North Korea hit out at Washington and Seoul Saturday, pledging to launch a blitzkrieg in the Korean peninsula, as the United States and South Korea launched their largest-ever joint landing drill.

The official KCNA news agency, citing a statement from military chiefs, warned of a ‘pre-emptive retaliatory strike at the enemy groups’ involved in the joint US-South Korean exercise.

Pyongyang said it would respond to the drills with an ‘operation to liberate the whole of South Korea including Seoul’ with an ‘ultra-precision blitzkrieg’.

Responding to the statement, South Korea's defence ministry warned Pyongyang against further provocations, according to Yonhap news agency.

The new round of threats came as South Korea and the US launched the ‘Ssangyong’ (twin dragons) landing drill.
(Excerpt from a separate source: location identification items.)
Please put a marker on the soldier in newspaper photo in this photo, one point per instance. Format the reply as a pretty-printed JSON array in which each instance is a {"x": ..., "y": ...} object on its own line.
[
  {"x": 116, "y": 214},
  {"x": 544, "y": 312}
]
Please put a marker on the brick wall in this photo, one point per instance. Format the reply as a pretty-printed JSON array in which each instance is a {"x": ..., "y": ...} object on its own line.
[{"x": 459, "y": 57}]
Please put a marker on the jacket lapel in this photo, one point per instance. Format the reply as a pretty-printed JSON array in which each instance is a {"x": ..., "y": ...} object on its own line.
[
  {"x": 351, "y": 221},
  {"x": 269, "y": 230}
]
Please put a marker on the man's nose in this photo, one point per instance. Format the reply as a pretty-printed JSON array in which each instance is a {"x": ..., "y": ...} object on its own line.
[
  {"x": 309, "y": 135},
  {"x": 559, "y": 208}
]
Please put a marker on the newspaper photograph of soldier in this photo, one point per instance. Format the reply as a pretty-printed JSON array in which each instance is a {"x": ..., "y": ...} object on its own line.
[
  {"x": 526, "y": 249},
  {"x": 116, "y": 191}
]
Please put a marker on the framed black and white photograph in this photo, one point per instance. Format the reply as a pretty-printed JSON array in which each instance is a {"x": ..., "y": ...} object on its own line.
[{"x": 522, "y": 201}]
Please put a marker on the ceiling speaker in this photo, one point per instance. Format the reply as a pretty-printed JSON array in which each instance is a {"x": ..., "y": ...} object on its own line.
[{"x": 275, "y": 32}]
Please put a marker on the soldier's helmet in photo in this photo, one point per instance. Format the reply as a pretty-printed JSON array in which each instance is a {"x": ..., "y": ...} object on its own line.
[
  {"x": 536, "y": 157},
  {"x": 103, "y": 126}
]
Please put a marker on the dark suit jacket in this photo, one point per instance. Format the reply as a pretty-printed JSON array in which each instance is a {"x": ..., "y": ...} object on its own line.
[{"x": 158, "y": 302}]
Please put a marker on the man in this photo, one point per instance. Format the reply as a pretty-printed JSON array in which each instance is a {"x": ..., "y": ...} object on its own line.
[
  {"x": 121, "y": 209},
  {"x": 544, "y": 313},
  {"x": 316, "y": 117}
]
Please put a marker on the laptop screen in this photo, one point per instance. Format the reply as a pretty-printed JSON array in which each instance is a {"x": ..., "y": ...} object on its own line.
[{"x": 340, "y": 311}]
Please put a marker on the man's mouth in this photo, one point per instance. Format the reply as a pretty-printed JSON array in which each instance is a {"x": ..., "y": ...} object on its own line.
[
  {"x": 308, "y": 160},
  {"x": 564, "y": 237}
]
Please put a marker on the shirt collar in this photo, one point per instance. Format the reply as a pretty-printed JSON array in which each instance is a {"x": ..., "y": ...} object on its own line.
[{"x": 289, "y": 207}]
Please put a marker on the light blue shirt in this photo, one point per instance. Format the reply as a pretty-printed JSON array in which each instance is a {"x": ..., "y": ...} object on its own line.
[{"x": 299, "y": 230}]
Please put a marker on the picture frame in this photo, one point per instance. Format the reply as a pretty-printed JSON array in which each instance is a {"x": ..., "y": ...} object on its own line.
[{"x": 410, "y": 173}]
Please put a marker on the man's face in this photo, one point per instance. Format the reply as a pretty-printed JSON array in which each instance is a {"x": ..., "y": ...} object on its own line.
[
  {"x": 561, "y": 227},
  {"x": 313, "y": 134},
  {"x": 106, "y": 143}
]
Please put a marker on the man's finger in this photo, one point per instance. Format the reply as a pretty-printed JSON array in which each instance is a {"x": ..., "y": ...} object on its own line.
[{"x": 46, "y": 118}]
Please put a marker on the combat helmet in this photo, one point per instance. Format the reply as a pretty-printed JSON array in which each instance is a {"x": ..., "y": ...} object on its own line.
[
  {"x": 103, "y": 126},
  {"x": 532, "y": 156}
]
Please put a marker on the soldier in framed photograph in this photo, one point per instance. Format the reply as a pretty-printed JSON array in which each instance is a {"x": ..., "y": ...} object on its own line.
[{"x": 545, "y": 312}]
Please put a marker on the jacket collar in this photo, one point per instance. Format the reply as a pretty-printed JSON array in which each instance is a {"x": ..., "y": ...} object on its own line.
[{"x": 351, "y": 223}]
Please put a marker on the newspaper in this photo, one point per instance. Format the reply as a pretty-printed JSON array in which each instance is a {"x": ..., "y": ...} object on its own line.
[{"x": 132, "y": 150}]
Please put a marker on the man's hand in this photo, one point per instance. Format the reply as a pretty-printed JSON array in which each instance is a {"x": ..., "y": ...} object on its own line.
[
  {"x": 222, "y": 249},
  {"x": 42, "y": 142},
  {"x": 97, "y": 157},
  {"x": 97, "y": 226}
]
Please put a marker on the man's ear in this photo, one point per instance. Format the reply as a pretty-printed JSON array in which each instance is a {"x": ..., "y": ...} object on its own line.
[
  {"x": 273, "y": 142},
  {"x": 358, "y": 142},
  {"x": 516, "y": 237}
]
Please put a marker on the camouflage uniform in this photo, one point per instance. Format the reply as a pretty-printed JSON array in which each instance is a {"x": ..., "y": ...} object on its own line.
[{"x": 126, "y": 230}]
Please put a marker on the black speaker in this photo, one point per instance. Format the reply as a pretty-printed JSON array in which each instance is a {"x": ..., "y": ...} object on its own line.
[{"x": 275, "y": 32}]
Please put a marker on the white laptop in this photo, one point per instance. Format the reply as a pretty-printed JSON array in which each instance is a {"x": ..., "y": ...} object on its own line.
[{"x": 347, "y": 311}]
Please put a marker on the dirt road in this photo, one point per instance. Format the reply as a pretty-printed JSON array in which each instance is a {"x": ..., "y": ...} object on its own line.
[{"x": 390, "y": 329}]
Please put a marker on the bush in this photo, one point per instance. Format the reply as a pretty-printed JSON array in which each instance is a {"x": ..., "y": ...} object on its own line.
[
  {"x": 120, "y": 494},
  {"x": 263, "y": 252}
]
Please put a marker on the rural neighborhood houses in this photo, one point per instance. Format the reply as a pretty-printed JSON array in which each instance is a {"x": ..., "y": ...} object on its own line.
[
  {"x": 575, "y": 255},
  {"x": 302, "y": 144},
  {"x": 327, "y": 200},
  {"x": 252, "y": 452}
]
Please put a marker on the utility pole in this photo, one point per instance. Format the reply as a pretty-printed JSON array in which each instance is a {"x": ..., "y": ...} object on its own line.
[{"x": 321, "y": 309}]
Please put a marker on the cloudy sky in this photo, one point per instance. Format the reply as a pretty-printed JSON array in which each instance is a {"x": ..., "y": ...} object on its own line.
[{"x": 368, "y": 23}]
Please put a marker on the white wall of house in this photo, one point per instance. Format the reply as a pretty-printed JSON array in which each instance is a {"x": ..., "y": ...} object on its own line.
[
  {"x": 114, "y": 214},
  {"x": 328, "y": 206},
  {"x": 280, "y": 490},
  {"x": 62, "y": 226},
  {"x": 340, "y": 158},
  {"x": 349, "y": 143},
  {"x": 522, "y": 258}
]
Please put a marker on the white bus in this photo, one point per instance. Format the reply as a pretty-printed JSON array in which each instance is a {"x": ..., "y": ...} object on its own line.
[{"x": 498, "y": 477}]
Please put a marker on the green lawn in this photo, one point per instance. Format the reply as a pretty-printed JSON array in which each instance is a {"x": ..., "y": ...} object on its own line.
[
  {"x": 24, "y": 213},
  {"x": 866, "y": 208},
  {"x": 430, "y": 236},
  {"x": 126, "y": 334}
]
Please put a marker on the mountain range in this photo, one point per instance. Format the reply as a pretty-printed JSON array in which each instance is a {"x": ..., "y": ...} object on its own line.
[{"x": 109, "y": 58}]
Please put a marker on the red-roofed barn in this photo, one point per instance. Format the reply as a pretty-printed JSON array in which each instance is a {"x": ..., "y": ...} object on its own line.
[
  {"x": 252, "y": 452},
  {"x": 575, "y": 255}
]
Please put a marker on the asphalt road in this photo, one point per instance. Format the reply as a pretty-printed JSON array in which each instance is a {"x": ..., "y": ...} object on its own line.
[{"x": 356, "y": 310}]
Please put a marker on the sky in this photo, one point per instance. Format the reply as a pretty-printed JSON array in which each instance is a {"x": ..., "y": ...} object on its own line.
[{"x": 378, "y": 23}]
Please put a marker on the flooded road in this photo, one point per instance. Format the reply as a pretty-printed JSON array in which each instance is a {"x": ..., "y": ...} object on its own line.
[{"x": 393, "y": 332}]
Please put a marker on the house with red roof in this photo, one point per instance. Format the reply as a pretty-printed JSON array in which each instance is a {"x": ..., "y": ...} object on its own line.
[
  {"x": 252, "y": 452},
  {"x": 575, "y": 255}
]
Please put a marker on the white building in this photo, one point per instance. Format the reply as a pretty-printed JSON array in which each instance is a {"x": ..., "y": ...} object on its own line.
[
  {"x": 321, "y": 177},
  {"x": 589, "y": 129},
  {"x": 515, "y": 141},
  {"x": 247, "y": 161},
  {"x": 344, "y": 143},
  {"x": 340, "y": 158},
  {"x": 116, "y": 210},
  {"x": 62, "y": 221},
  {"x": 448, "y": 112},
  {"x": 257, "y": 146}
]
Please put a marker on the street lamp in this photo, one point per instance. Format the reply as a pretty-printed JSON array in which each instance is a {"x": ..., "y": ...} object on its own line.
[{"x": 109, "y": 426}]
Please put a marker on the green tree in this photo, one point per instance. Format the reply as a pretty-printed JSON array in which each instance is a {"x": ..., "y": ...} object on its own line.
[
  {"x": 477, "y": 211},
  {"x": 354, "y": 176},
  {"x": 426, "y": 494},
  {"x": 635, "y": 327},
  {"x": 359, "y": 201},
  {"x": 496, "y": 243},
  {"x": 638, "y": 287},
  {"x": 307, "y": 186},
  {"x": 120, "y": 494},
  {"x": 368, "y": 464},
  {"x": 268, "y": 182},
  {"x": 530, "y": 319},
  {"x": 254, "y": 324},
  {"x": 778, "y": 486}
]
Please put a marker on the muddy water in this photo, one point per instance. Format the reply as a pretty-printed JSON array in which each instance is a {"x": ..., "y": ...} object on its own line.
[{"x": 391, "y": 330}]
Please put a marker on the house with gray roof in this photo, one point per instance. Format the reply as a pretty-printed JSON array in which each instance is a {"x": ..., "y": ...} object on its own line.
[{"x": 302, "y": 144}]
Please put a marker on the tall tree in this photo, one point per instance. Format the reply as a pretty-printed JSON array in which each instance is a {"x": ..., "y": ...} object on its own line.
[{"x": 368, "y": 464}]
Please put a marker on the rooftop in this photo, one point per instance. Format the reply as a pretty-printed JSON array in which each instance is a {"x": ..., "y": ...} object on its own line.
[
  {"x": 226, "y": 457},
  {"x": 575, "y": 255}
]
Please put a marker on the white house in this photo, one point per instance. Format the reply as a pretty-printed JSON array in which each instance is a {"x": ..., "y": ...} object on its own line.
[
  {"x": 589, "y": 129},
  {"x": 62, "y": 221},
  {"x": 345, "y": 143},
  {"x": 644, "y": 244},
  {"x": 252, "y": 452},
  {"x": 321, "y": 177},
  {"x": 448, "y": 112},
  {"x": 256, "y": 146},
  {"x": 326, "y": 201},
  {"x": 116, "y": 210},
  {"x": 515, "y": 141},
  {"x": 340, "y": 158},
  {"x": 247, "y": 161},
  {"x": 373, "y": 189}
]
The exercise involved 17,200 soldiers -- 12,200 US troops and 5,000 South Korean soldiers -- at the southeastern port of Pohang, a South Korean defence ministry spokesman said.

Later on Saturday, North Korean state media boasted of the nation's right to launch a ‘pre-emptive nuclear attack’ and issued a final warning to Washington. 

‘A nuclear war against the DPRK would bring a final ruin to the US,’ read an article published in the North's Rodong Sinmun newspaper.

‘This is the last warning of the DPRK to Obama and his cronies in the White House.’

Meanwhile, news reports said a North Korean submarine had gone missing earlier this week, sparking a search by the North's navy.

The unknown class of vessel had been reportedly operating off the North Korean coast earlier in the week when it disappeared.

A South Korean defence ministry told AFP Seoul was investigating the reports, while Pentagon officials declined to comment.

The US military had been observing the submarine off the North's eastern coast, CNN said, citing three US officials familiar with the incident.

American spy satellites, aircraft and ships have been watching as the North Korean navy searched for the missing sub, the report added.

The United States is unsure if the missing vessel is adrift or whether it has sunk, CNN reported, but officials believe it suffered a failure during an exercise.

The US Naval Institute (USNI) News said the submarine was presumed sunk.

‘The speculation is that it sank’, an unidentified US official was quoted as telling the USNI News.

‘The North Koreans have not made an attempt to indicate there is something wrong or that they require help or some type of assistance.’

North Korea's navy operates a fleet of some 70 submarines, most of them rusting diesel submarines that are capable of little more than coastal defence and limited offensive capabilities.

But the old, low-tech submarines still pose substantial threats to South Korean vessels.